Some of Polwhele's thoughtless speeches rankled more in the mind of Denzil than he quite cared to show; for he knew that if the idea struck the mind of that confident personage he would propose to Rose Trecarrel in a moment; and Polwhele, he was aware, had a handsome estate partly in Cornwall and partly in Devonshire, and was a most eligible _parti_.

_He_, himself, was but a junior subaltern, and he speculated on the years that must inevitably pass ere he could be a captain. Oh, Rose would never wait all that time, and be true.

Poor lad--would he? At least he thought so.

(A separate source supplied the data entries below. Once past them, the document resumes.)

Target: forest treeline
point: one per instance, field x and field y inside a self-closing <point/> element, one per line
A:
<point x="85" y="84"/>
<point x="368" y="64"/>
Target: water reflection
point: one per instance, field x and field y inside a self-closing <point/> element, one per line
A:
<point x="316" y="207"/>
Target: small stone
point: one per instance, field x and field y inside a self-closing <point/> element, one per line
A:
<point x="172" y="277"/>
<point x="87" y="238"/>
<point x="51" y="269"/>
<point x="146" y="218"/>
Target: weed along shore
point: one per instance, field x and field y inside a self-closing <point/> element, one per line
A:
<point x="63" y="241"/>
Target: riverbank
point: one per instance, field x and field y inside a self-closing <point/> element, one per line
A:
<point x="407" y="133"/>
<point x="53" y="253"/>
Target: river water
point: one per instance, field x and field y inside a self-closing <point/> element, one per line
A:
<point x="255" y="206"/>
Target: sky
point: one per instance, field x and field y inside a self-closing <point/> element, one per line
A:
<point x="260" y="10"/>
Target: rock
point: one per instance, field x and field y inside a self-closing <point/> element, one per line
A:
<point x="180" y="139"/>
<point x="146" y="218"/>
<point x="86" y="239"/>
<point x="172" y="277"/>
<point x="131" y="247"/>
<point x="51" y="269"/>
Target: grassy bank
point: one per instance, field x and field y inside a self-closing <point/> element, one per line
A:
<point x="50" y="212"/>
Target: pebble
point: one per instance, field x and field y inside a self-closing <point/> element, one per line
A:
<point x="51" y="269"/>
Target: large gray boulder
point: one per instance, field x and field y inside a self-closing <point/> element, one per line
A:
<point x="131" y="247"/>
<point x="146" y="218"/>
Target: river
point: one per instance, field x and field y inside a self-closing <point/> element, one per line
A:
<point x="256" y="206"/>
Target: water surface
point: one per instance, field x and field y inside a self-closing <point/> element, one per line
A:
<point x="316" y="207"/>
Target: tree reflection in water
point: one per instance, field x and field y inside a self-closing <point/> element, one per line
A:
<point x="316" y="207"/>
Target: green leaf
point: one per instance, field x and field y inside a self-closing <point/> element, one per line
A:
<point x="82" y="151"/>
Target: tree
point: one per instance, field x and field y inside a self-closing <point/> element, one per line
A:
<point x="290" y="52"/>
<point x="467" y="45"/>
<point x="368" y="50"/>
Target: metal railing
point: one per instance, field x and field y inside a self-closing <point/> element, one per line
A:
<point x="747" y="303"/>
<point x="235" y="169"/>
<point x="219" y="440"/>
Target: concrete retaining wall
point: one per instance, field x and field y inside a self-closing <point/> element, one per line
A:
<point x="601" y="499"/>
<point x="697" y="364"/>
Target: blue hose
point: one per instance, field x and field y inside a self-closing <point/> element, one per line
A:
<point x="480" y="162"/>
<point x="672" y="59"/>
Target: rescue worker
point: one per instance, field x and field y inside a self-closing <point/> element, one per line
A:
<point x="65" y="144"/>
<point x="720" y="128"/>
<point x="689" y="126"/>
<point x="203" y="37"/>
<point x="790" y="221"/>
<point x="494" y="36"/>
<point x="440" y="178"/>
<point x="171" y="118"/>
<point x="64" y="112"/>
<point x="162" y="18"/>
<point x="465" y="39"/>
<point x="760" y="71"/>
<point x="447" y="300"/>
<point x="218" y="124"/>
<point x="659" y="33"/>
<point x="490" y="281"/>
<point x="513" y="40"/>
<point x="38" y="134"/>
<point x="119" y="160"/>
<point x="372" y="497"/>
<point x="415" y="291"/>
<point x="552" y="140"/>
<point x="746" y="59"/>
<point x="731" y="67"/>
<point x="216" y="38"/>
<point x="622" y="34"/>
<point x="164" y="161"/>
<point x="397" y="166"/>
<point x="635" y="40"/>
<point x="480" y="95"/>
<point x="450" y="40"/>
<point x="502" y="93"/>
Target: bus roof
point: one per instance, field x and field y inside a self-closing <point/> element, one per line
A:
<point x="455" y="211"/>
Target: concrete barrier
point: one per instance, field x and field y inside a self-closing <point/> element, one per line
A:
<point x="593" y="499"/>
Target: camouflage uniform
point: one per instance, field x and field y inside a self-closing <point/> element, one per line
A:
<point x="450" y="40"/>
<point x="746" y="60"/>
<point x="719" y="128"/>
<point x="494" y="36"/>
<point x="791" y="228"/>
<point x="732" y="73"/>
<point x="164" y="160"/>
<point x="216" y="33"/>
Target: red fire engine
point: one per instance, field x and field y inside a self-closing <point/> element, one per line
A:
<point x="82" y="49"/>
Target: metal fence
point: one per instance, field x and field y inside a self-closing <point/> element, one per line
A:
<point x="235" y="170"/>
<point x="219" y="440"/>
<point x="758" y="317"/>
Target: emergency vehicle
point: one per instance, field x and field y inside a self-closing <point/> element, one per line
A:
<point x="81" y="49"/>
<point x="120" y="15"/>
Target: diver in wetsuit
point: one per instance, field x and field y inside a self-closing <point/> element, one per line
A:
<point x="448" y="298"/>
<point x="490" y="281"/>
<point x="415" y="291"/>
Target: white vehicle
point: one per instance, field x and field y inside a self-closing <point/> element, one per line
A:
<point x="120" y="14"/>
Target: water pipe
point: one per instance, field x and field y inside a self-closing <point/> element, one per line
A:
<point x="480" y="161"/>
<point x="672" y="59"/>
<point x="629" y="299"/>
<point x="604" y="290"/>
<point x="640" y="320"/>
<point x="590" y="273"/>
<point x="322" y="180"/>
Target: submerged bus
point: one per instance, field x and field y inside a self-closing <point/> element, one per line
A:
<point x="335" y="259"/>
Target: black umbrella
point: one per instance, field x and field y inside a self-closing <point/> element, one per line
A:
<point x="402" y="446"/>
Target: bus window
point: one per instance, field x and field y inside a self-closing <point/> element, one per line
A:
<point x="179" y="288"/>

Long, long did Denzil lie awake that night, after leaving the mess-bungalow, anticipating the meeting of the morrow, and recalling the expression of Rose's clear brown eyes--the touch of her soft hand and her whispered words, while the hungry jackals howled like devils in the compound without; and while, on the metal ghurries of the adjacent cantonment, the sentinels struck the passing hours.

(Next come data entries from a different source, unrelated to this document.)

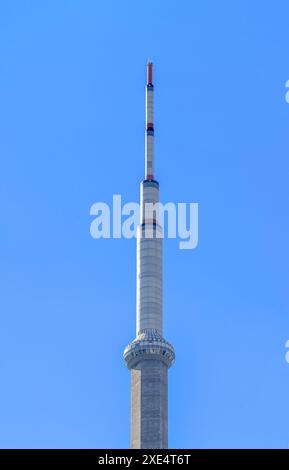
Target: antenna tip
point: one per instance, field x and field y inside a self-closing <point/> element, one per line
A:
<point x="149" y="72"/>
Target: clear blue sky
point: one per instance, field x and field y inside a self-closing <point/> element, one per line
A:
<point x="72" y="75"/>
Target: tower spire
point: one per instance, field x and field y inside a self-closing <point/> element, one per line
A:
<point x="149" y="137"/>
<point x="149" y="355"/>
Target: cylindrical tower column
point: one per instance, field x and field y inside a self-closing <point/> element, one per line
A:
<point x="149" y="355"/>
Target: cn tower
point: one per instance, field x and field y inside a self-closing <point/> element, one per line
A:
<point x="149" y="355"/>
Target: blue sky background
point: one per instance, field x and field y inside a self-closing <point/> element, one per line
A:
<point x="72" y="76"/>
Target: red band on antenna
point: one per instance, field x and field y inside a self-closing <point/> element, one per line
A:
<point x="150" y="73"/>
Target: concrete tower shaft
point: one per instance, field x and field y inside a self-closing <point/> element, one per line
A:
<point x="149" y="355"/>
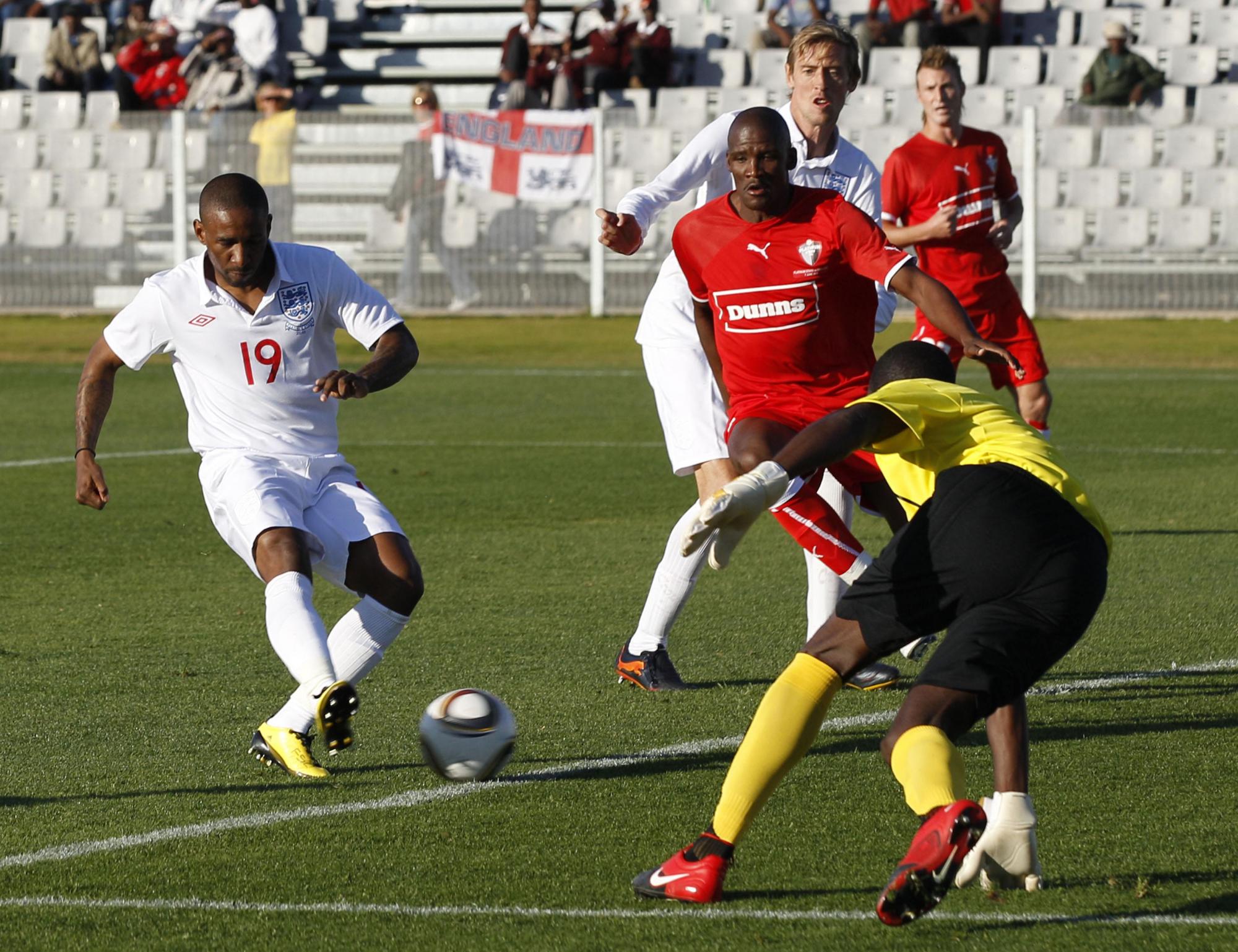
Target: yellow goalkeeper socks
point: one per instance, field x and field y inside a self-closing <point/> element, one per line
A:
<point x="929" y="767"/>
<point x="782" y="732"/>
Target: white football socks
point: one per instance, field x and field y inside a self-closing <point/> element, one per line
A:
<point x="825" y="589"/>
<point x="360" y="638"/>
<point x="673" y="584"/>
<point x="300" y="639"/>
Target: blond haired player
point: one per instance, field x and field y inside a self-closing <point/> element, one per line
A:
<point x="823" y="69"/>
<point x="943" y="193"/>
<point x="251" y="326"/>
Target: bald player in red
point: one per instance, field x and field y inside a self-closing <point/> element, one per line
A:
<point x="783" y="283"/>
<point x="943" y="193"/>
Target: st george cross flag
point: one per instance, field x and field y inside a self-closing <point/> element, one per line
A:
<point x="538" y="155"/>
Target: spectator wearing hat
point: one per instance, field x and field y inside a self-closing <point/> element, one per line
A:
<point x="71" y="63"/>
<point x="1120" y="76"/>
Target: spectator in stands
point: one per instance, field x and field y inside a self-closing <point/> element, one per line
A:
<point x="970" y="23"/>
<point x="911" y="25"/>
<point x="71" y="61"/>
<point x="647" y="49"/>
<point x="217" y="76"/>
<point x="419" y="199"/>
<point x="784" y="19"/>
<point x="529" y="61"/>
<point x="136" y="25"/>
<point x="275" y="134"/>
<point x="148" y="71"/>
<point x="1120" y="76"/>
<point x="258" y="40"/>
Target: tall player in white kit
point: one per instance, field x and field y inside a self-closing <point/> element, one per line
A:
<point x="251" y="326"/>
<point x="823" y="67"/>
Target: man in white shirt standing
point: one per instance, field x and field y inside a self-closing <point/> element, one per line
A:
<point x="251" y="327"/>
<point x="823" y="69"/>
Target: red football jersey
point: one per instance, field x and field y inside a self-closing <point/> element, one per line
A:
<point x="923" y="176"/>
<point x="793" y="296"/>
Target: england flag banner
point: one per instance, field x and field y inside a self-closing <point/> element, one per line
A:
<point x="537" y="155"/>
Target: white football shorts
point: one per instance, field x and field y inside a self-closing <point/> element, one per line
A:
<point x="689" y="404"/>
<point x="248" y="493"/>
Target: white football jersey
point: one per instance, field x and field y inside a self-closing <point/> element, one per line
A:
<point x="248" y="379"/>
<point x="668" y="319"/>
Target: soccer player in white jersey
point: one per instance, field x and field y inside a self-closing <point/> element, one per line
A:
<point x="823" y="67"/>
<point x="251" y="326"/>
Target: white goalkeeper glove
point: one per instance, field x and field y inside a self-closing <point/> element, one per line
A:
<point x="734" y="509"/>
<point x="1006" y="855"/>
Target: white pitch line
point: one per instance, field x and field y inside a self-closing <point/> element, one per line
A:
<point x="673" y="913"/>
<point x="417" y="798"/>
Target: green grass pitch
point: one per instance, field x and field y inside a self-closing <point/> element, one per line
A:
<point x="136" y="668"/>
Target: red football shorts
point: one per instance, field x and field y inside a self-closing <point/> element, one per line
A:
<point x="1007" y="326"/>
<point x="798" y="413"/>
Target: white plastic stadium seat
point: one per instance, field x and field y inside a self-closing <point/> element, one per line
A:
<point x="89" y="189"/>
<point x="1121" y="230"/>
<point x="13" y="110"/>
<point x="70" y="150"/>
<point x="1049" y="101"/>
<point x="1167" y="27"/>
<point x="1216" y="106"/>
<point x="1013" y="66"/>
<point x="1193" y="65"/>
<point x="43" y="230"/>
<point x="1060" y="231"/>
<point x="1068" y="147"/>
<point x="985" y="107"/>
<point x="892" y="66"/>
<point x="1157" y="188"/>
<point x="1127" y="147"/>
<point x="127" y="149"/>
<point x="102" y="111"/>
<point x="20" y="152"/>
<point x="1184" y="230"/>
<point x="100" y="228"/>
<point x="683" y="108"/>
<point x="866" y="108"/>
<point x="1190" y="148"/>
<point x="1068" y="65"/>
<point x="1216" y="189"/>
<point x="721" y="67"/>
<point x="1091" y="189"/>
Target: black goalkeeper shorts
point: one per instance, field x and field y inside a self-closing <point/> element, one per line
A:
<point x="1000" y="560"/>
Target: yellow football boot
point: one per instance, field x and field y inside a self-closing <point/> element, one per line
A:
<point x="282" y="747"/>
<point x="337" y="705"/>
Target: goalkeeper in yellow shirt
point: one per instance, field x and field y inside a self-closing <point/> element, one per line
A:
<point x="1003" y="550"/>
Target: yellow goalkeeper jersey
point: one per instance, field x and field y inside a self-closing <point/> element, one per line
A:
<point x="951" y="425"/>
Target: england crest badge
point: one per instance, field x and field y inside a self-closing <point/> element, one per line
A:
<point x="298" y="305"/>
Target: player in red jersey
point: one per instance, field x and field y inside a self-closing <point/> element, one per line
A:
<point x="946" y="186"/>
<point x="783" y="283"/>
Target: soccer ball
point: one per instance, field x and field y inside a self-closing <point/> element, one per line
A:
<point x="467" y="735"/>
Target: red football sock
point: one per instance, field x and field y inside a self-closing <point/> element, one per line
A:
<point x="821" y="530"/>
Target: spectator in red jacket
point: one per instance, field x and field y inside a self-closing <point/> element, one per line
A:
<point x="530" y="58"/>
<point x="647" y="49"/>
<point x="911" y="25"/>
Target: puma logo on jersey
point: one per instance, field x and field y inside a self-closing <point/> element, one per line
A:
<point x="767" y="309"/>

He might, had he known the true state of matters, had a sympathetic adviser in Bob Waller, who at that precise time was seated thoughtfully in his quarters--the white-washed room already described--with a leg over each arm of his bamboo chair and his eyes fixed pensively on the ceiling, for he was thinking over Mabel's rare beauty through the medium of a soothing pipe of Cavendish; and once or twice he muttered:

"I am quite bewildered--_gobrowed_, as the Niggers here have it--and know not what to think--matrimony or not." And, as the night stole on, foreseeing little or nothing of the dangers and horrors to come--of the cloud of battle that was gathering in the Khyber Pass,

"He smoked his pipe and often broke A sigh in suffocating smoke."